Confira a carta manifesto na íntegra:

 

“QUE SEJA APENAS O COMEÇO DAS REPARAÇÕES”:
Manifestação da Comissão Guarani da Verdade sobre a compra de 3 mil hectares com verbas da Itaipu

A Comissão Guarani da Verdade (CGD) criada em 2015, após a publicação do relatório final da Comissão Nacional da Verdade (10/12/2014) vem a público manifestar sua posição sobre a destinação de verba para a compra de 3 mil hectares de terra para o povo Guarani na região Oeste do Paraná.

Foram muitos anos de espera, de manifestações e documentos pedindo que as reparações ocorressem. Tivemos que pedir ao Ministério Público Federal para ingressar com uma Ação Civil Originária na Suprema Corte, porque havíamos perdido as esperanças da Binacional reconhecer a dívida histórica. Hoje estamos colhendo os resultados desse trabalho.

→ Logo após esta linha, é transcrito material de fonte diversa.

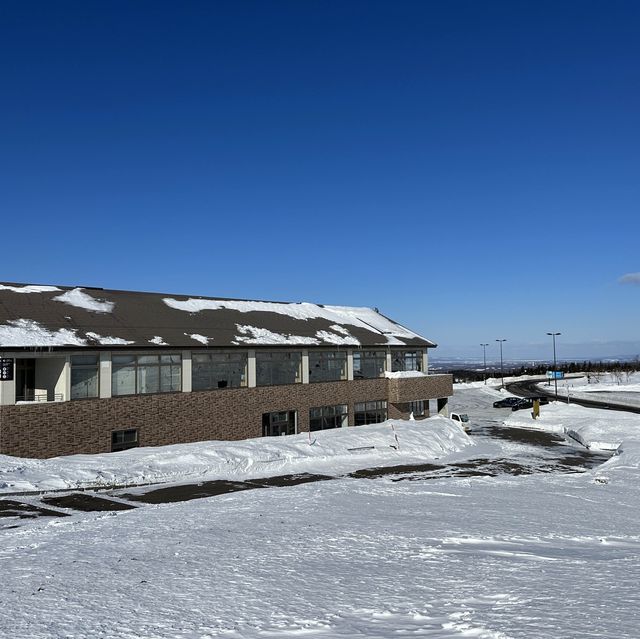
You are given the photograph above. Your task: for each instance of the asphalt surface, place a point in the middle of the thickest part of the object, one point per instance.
(529, 388)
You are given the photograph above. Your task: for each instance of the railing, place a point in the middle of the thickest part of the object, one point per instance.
(40, 397)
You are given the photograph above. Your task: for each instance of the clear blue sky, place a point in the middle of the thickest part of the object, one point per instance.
(470, 168)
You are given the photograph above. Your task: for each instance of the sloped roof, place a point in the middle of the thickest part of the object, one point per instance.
(59, 316)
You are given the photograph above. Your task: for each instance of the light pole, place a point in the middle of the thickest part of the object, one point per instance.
(484, 359)
(555, 379)
(501, 367)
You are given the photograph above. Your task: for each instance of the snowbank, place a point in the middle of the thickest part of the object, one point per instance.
(594, 428)
(391, 443)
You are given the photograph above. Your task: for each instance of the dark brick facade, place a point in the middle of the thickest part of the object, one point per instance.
(85, 426)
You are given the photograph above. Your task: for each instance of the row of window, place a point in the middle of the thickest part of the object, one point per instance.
(285, 422)
(141, 374)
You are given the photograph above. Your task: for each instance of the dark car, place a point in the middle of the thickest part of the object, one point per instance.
(507, 402)
(527, 402)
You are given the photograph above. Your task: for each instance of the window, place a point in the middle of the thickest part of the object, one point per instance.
(278, 368)
(142, 374)
(417, 408)
(327, 366)
(279, 423)
(370, 412)
(84, 376)
(219, 370)
(325, 417)
(124, 439)
(406, 361)
(368, 364)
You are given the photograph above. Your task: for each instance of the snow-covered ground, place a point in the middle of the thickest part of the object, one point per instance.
(622, 388)
(531, 556)
(329, 452)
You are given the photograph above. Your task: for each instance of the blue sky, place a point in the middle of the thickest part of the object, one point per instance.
(470, 168)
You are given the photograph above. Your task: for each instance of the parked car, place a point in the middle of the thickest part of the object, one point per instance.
(527, 402)
(507, 402)
(462, 419)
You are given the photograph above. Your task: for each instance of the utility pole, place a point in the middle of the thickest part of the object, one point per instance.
(555, 372)
(501, 366)
(484, 358)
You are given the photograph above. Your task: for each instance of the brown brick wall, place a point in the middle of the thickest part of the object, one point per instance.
(85, 426)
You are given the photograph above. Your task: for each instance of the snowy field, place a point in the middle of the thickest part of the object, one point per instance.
(545, 555)
(609, 388)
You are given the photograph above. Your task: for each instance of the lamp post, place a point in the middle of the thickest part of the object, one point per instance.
(501, 366)
(555, 379)
(484, 359)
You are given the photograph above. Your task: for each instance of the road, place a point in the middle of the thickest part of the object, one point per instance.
(529, 388)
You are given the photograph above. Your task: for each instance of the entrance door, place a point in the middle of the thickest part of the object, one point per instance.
(281, 423)
(25, 380)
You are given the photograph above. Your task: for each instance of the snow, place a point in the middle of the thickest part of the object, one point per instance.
(256, 335)
(108, 341)
(77, 297)
(23, 332)
(593, 427)
(403, 374)
(199, 338)
(29, 289)
(361, 317)
(333, 451)
(504, 557)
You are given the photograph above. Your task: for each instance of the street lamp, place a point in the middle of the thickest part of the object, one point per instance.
(555, 379)
(501, 367)
(484, 358)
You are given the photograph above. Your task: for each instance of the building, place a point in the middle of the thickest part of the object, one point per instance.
(86, 370)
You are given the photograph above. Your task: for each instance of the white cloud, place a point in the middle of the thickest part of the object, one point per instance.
(630, 278)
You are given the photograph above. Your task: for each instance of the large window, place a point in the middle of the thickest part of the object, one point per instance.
(124, 439)
(417, 408)
(219, 370)
(406, 361)
(84, 376)
(369, 412)
(278, 368)
(368, 364)
(141, 374)
(327, 366)
(325, 417)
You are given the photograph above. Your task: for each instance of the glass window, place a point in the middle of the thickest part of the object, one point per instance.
(327, 366)
(406, 360)
(142, 374)
(369, 412)
(278, 368)
(417, 408)
(325, 417)
(369, 364)
(124, 439)
(218, 370)
(84, 376)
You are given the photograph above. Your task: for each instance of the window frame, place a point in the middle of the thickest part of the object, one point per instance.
(84, 367)
(138, 367)
(209, 354)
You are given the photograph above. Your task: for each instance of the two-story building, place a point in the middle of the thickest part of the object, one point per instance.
(86, 370)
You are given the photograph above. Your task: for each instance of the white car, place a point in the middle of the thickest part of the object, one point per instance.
(462, 419)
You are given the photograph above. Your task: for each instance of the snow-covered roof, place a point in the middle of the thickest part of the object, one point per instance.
(59, 316)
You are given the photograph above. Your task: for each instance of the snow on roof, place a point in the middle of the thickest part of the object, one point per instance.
(28, 289)
(22, 331)
(66, 316)
(361, 317)
(77, 297)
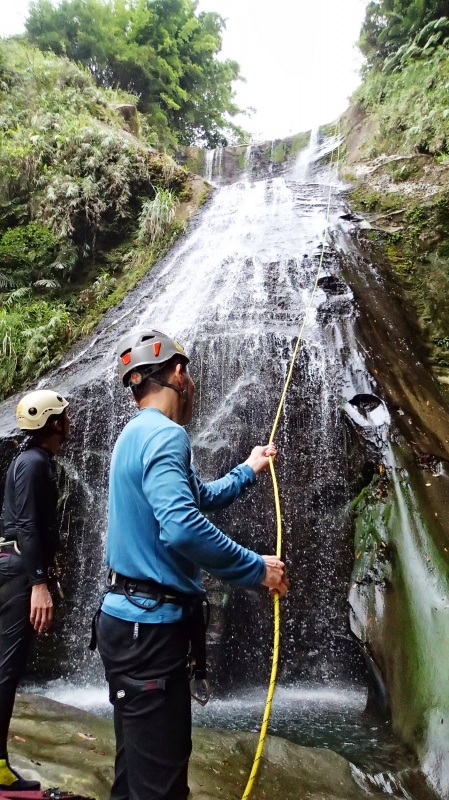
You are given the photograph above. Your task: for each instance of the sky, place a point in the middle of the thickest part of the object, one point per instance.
(298, 57)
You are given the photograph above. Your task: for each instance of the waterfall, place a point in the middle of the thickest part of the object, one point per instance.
(209, 165)
(233, 291)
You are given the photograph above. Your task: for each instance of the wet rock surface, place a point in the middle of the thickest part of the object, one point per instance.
(63, 746)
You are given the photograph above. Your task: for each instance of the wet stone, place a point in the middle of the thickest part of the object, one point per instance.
(63, 746)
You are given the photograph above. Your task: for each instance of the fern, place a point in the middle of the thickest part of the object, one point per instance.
(157, 215)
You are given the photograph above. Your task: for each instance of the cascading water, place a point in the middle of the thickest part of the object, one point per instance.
(234, 291)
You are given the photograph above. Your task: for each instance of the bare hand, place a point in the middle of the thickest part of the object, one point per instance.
(41, 614)
(275, 577)
(260, 457)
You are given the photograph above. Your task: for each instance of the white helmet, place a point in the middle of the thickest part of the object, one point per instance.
(36, 407)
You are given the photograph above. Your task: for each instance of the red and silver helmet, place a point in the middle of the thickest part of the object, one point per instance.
(145, 351)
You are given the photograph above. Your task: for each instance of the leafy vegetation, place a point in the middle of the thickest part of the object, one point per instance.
(160, 50)
(157, 215)
(409, 108)
(74, 189)
(391, 26)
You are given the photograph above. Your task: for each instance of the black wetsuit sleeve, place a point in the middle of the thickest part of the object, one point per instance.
(29, 487)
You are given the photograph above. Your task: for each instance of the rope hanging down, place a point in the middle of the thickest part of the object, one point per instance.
(277, 503)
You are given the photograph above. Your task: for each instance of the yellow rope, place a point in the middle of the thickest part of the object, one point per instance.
(277, 503)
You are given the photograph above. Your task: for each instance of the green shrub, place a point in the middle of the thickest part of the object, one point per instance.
(27, 251)
(157, 215)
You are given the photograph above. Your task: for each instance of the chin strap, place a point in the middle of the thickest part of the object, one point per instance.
(182, 392)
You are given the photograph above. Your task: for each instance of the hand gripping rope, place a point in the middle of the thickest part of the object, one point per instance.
(277, 503)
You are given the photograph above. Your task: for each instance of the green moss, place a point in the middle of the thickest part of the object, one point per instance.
(398, 559)
(195, 160)
(299, 142)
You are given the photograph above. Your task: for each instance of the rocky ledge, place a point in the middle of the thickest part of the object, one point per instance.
(63, 746)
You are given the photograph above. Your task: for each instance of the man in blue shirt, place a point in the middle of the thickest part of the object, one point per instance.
(158, 541)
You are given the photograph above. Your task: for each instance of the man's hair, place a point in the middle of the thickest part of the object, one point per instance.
(47, 429)
(149, 386)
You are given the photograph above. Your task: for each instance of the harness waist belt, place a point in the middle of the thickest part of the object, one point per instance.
(148, 589)
(10, 543)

Diante do contexto atual manifestamos a seguinte posição:

1 – Ficamos felizes com a decisão tomada no âmbito da ACO 3555, porque ela demonstra que de fato nosso povo teve seus direitos desrespeitados;

2 – Essa iniciativa pode ajudar a reduzir a violência que ocorre contra nosso povo, em especial no que tange a demarcação de terras, mas também diminuir os venenos que nosso povo absorve cotidianamente com as lavouras do agronegócio que chegam nos nossos pátios;

3 – Em que pese a importância do ato, entendemos que é um paliativo, semelhante ao que ocorreu em 1982, meses antes da formação do lago, quando a Itaipu assentou a comunidade do Ocoy/Jacutinga no atual Ocoy em 250 hectares, como local provisório;

4 – Esperamos que essa compra não se transforme novamente em um provisório/permanente, como ocorreu com o Ocoy;

5 – A ACO 3555 não pode ser extinta, ela precisa seguir assim como as negociações para compra de mais terras e de outras medidas que precisam ser executadas;

6 – Precisamos conversar sobre a devolução de todas as terras alagadas como outras iniciativas, que ajudem a construir uma reconciliação na região, onde nossos parentes não sejam mais acusados de estrangeiros e tratados com violência e preconceito;

7 – Também precisamos discutir as medidas relativas à extinção dos lugares sagrados como o próprio rio Paraná, as Sete Quedas, bem como a apropriação e desconstrução do nome “Itaipu” pela binacional;

8 – As reparações precisam ocorrer também com nossos parentes que moram do outro lado do lago, no Paraguay. A Itaipu é Binacional e nosso povo ocupa os dois países, as duas margens, muito antes de existir Brasil e Paraguai;

9 – Por fim, lembramos que precisam iniciar as reparações pelo Incra, que roubou a terra do Tekoha Guarani em Foz do Iguaçu em 1975; que fez um programa de reassentamento denominado PIC Ocoi I e II sobre nossas aldeias, que queimou nossas casas etc; também a Funai e Parque Nacional do Iguaçu que fizeram remoções forçadas e outros crimes; e o estado do Paraná que cedeu nossas terras a empresas colonizadoras;

10 – Precisamos que sejam criadas medidas especiais de reparação às pessoas e famílias que foram violentamente removidas pelos atos da Funai, Incra e Itaipu, com fundos reparadores permanentes.

Enfim, são diversas as demandas por reparação que precisam ser tratadas no âmbito da ACO 3555, por isso as conversações não podem parar.

Tekoha Ocoy – Paraná, 23 de março de 2025.